Al fin della fiera ogni epoca ha le sue croci e le sue delizie.
Ma oggi che affoghiamo nelle informazioni, assediati accaventiquattro , le varie generazioni che si susseguono e convivono ( sembra che dal 2010 ne convivano sette) classificati con lettere dell’alfabeto ,X,Y, Z , sono al corrente di quello che accade ? Sono sul “pezzo” o, meglio, ne hanno coscienza oltre che conoscenza? Hanno un pensiero critico?
E’ risaputo che la maggior parte dei giovani di oggi non acquista o legge giornali, come gran parte della popolazione in generale.

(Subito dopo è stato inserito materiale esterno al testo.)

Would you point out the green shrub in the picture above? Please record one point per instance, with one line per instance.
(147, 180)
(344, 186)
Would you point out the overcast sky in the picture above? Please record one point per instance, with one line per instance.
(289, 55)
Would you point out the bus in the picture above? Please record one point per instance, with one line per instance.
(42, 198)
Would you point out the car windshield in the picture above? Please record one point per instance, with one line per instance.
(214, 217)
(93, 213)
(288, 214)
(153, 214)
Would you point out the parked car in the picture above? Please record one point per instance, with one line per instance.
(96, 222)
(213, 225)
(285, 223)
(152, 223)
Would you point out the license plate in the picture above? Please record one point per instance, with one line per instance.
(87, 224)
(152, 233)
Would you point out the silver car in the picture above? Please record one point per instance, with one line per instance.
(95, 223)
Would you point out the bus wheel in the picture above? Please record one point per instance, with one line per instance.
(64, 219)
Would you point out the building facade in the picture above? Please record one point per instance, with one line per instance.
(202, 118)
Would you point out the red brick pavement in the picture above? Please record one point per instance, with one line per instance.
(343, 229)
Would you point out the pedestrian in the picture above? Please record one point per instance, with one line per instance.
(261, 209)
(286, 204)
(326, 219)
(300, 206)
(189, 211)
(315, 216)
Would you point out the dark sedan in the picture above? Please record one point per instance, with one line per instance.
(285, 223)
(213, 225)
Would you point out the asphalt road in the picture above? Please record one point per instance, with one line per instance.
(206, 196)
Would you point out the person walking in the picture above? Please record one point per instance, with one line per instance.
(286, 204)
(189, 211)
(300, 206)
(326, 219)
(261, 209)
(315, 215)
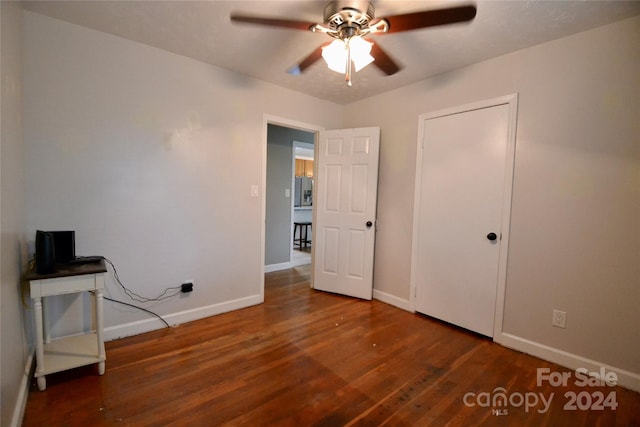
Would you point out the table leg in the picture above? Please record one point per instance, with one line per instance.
(37, 313)
(99, 331)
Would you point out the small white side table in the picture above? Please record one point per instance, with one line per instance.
(77, 350)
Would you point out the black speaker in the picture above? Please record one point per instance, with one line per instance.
(45, 253)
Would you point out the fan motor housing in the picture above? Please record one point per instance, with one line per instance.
(339, 15)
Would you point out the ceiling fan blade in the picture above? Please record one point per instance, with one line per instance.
(273, 22)
(383, 61)
(430, 18)
(308, 61)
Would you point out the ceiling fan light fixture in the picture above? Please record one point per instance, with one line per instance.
(336, 54)
(360, 52)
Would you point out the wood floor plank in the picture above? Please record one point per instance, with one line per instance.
(307, 358)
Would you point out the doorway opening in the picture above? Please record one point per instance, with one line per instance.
(279, 161)
(303, 193)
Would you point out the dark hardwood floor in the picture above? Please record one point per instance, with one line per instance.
(307, 358)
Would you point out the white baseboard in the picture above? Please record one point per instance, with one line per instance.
(23, 392)
(151, 324)
(286, 265)
(626, 379)
(392, 300)
(277, 267)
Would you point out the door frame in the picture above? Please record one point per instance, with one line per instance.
(512, 101)
(268, 119)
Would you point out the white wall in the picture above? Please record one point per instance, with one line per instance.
(13, 343)
(575, 228)
(150, 157)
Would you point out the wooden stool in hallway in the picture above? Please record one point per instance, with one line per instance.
(303, 236)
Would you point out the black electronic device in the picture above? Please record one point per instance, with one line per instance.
(65, 244)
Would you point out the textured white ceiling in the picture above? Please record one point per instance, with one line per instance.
(202, 30)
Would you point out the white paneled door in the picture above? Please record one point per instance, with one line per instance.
(345, 199)
(461, 215)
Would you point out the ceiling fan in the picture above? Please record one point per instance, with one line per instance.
(347, 22)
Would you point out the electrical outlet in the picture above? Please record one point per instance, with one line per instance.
(559, 319)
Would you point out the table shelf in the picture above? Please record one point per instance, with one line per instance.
(70, 352)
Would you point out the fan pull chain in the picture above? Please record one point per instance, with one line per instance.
(347, 75)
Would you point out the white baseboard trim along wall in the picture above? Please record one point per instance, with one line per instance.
(153, 323)
(625, 378)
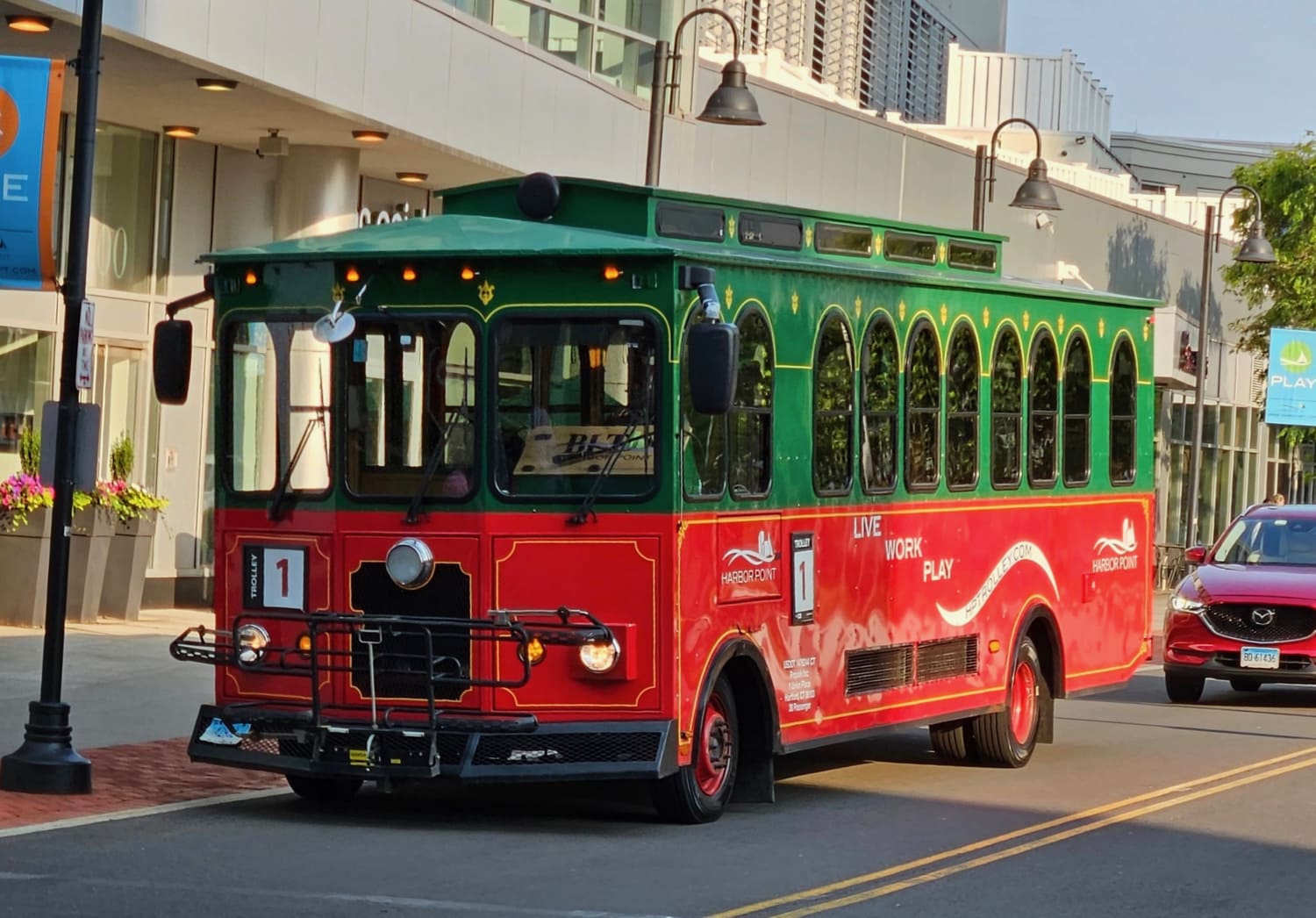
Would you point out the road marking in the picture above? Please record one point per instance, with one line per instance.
(818, 892)
(144, 812)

Ai giovani effettivamente interessa essere informati o la ritengono un’attività noiosa per cui non vale la pena spendere del tempo? Il problema è che molto spesso, mancano proprio mezzi di informazione che siano coordinati con le esigenze delle nuove generazioni, ed è per questo che occorre comunicare cercando il linguaggio più adeguato per suscitare il loro interesse e la loro attenzione.
La critica che viene prevalentemente mossa riguardo all’informazione delle nuove generazioni è quella di fare un uso “snack” dell’informazione, ovvero di leggere velocemente le notizie, senza avere un quadro completo della situazione, e quindi infine di formulare un pensiero non razionale e oggettivo riguardo una determinata tematica.

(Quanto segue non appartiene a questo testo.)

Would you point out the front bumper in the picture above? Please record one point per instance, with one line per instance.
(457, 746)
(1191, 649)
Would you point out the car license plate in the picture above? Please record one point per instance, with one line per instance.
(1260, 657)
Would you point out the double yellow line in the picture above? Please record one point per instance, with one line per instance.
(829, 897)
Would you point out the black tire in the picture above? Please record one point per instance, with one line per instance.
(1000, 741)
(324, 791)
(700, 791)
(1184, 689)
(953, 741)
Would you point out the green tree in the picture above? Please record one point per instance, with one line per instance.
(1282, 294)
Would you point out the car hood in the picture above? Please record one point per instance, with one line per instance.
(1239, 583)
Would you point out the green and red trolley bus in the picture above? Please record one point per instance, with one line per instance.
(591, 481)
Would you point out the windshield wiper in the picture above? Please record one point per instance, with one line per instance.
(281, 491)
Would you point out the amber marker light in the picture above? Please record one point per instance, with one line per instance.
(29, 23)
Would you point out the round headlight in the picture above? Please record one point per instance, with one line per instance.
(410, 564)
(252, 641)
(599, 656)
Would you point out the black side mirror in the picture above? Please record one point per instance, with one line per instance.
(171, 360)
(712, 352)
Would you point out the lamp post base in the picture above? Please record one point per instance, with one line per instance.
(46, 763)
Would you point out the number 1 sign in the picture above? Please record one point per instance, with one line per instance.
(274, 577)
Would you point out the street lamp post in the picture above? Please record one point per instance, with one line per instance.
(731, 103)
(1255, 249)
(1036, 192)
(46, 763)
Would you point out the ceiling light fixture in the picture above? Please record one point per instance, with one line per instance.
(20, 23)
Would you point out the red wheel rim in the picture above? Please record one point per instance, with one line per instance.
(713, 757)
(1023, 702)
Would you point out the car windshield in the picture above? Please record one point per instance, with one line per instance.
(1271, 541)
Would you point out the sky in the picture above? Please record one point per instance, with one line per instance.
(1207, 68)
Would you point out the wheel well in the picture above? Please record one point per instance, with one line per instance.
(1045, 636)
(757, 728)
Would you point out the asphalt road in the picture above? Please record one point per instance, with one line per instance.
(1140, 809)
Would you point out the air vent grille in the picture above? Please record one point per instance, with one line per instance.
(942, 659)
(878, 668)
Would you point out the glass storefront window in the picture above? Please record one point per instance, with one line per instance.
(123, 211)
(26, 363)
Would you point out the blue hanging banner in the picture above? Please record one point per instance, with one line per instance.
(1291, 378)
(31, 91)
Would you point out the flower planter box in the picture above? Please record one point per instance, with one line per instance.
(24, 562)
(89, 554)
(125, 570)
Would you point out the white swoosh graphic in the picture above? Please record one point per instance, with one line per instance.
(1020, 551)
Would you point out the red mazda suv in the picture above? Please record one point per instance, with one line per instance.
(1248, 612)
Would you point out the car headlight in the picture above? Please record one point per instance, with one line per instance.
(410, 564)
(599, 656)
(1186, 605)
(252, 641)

Dal momento che l’attenzione sui social è davvero molto bassa, è dunque fondamentale avere canali di informazione in grado di mettere insieme brevità, accuratezza e informazione di buona qualità. Siamo sempre più certi che una generazione non informata non può prendere scelte consapevoli e non può cambiare ciò che ad oggi non va, e per questo, spesso, i Social Network vengano additati come una fonte di fake News e cattiva informazione,
Il pubblico giovane vede le notizie come ciò che si dovrebbe sapere (in una certa misura), ma anche ciò che è utile sapere, ciò che è interessante sapere, e ciò che è divertente sapere per loro.

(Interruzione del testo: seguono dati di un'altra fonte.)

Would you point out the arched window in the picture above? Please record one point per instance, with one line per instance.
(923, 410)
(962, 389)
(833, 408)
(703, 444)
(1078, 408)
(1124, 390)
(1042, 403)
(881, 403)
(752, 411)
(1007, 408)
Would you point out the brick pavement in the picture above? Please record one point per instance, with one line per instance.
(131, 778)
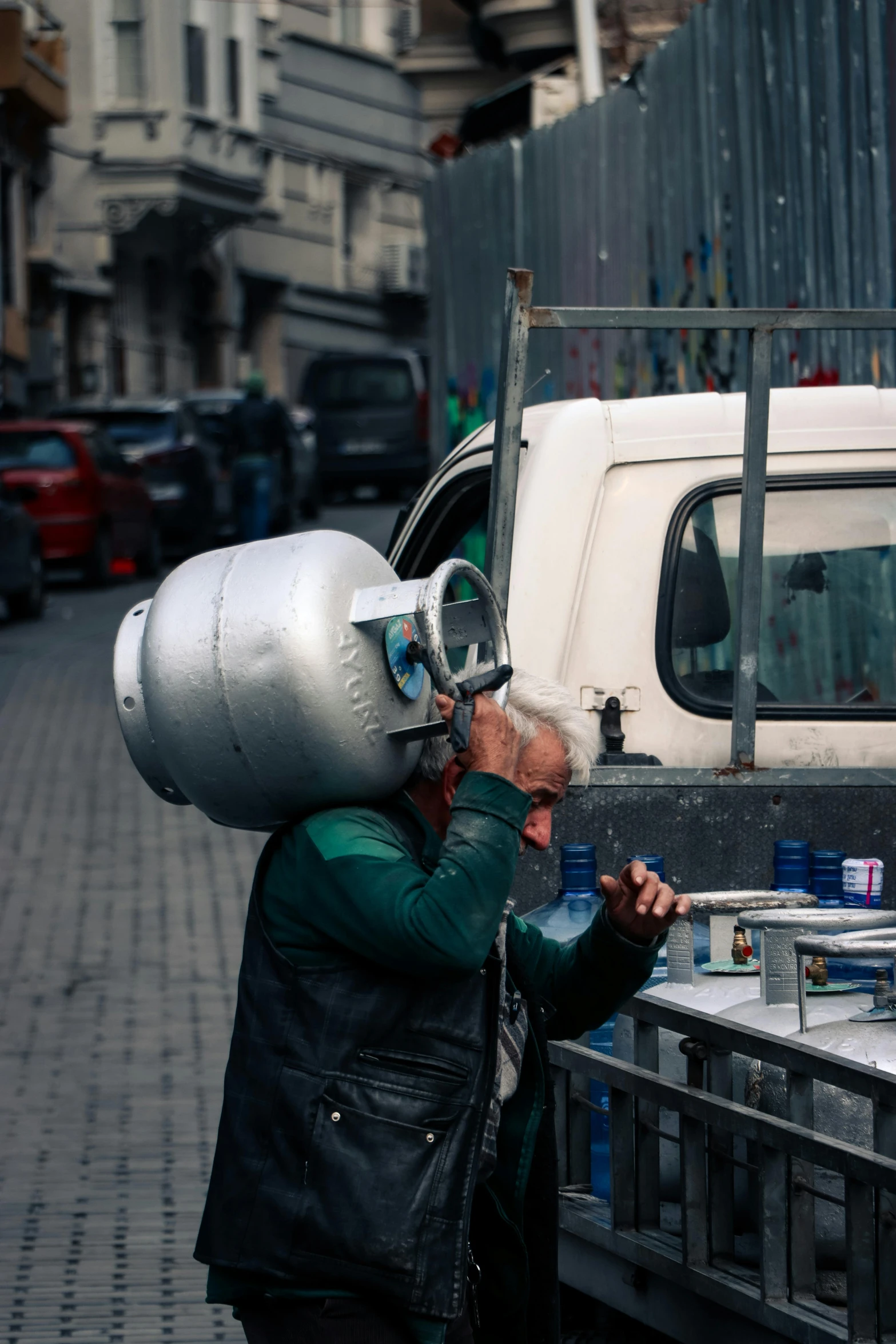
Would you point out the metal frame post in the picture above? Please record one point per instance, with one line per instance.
(752, 522)
(508, 425)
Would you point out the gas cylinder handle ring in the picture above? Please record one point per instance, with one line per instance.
(432, 616)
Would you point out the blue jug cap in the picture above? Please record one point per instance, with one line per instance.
(578, 867)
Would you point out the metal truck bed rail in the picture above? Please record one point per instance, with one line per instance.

I più giovani aggiungono a questo una sensazione di sovraccarico informativo e chiedono un’informazione più personalizzata che possa aiutarli a navigare attraverso il mare di notizie che ricevono sui loro smartphone e a risparmiare tempo nella ricerca di informazioni rilevanti.
Ci si informa per essere in grado di partecipare a discussioni su argomenti di attualità a scuola o con il gruppo dei propri pari, per essere aggiornati su eventi che influenzano direttamente la propria vita quotidiana (come eventi metereologici o attività criminali che si verificano nel proprio contesto geografico), per tenersi aggiornati su argomenti che interessano il proprio gruppo di amici.
Noi non sapevamo, loro sanno, ma chi muove i fili degli Eventi poco gliene cala.